Lipase‐catalyzed kinetic resolution of (R,S)‐1‐phenylethyl propionate in an enzyme membrane reactor

Abstract

AbstractEnzymatic stereoselective hydrolysis of (R,S)‐1‐phenylethyl propionate was performed in a stirred tank and in a biphasic enzyme membrane reactor. Lipase from Pseudomonas sp. was proved to be a good enantioselective catalyst for this reaction. The enzyme was covalently immobilized in a porous polyamide membrane (flat sheet as well as hollow‐fibres) via glutaraldehyde. An influence of membrane hydrophobicity on reactor performance was observed. Initial lipase activity and productivity in the processes were equal to 1.05 × 10−4, 1.3 × 10−5 and 1.0 × 10−5 mole/(h × mg of enzyme) in the case of native lipase, in the aromatic polyamide hydrophobic membrane reactor and in the hydrophilic polyamide‐6 membrane reactor, respectively.

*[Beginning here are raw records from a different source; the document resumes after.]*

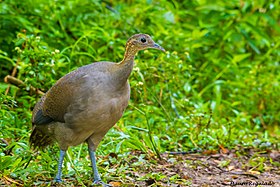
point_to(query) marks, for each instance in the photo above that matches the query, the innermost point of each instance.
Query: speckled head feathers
(142, 41)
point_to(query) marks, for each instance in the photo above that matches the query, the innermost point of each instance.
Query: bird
(85, 103)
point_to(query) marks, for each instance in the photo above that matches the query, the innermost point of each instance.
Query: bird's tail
(39, 140)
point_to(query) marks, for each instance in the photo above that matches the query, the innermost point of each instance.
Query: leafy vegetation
(216, 86)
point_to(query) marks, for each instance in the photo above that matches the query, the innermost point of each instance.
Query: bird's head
(142, 41)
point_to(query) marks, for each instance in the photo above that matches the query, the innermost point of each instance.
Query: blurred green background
(217, 84)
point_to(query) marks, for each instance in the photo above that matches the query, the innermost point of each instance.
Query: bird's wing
(53, 105)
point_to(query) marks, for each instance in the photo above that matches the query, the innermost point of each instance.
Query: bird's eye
(143, 40)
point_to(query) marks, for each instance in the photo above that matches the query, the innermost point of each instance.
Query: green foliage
(218, 83)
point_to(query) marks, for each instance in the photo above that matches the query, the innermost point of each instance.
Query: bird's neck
(126, 65)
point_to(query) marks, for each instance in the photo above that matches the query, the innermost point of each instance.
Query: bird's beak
(156, 46)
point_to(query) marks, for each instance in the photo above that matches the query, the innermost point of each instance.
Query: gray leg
(60, 162)
(97, 179)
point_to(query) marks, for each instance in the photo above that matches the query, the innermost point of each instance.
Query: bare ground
(244, 167)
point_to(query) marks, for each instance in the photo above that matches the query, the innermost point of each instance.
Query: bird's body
(87, 109)
(84, 104)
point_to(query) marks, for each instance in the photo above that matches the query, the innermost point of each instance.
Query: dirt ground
(226, 168)
(236, 168)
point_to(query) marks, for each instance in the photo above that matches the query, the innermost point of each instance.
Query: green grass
(217, 84)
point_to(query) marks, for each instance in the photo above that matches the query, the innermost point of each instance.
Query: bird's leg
(60, 162)
(97, 179)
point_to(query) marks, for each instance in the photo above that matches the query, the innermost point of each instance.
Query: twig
(19, 83)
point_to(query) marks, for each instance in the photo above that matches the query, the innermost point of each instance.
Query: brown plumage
(84, 104)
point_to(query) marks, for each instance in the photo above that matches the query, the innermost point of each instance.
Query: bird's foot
(100, 183)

The influence of some factors such as temperature, pH, buffer concentration, initial substrate concentration and addition of β‐cyclodextrin derivatives on reaction rate and enantioselectivity was investigated and discussed. In the enzyme membrane reactor both organic and aqueous phases circulated countercurrently on both sides of the membrane. At a conversion degree of under 55–60%, pure enantiomer of the remaining ester (i.e. > 98%) was obtained.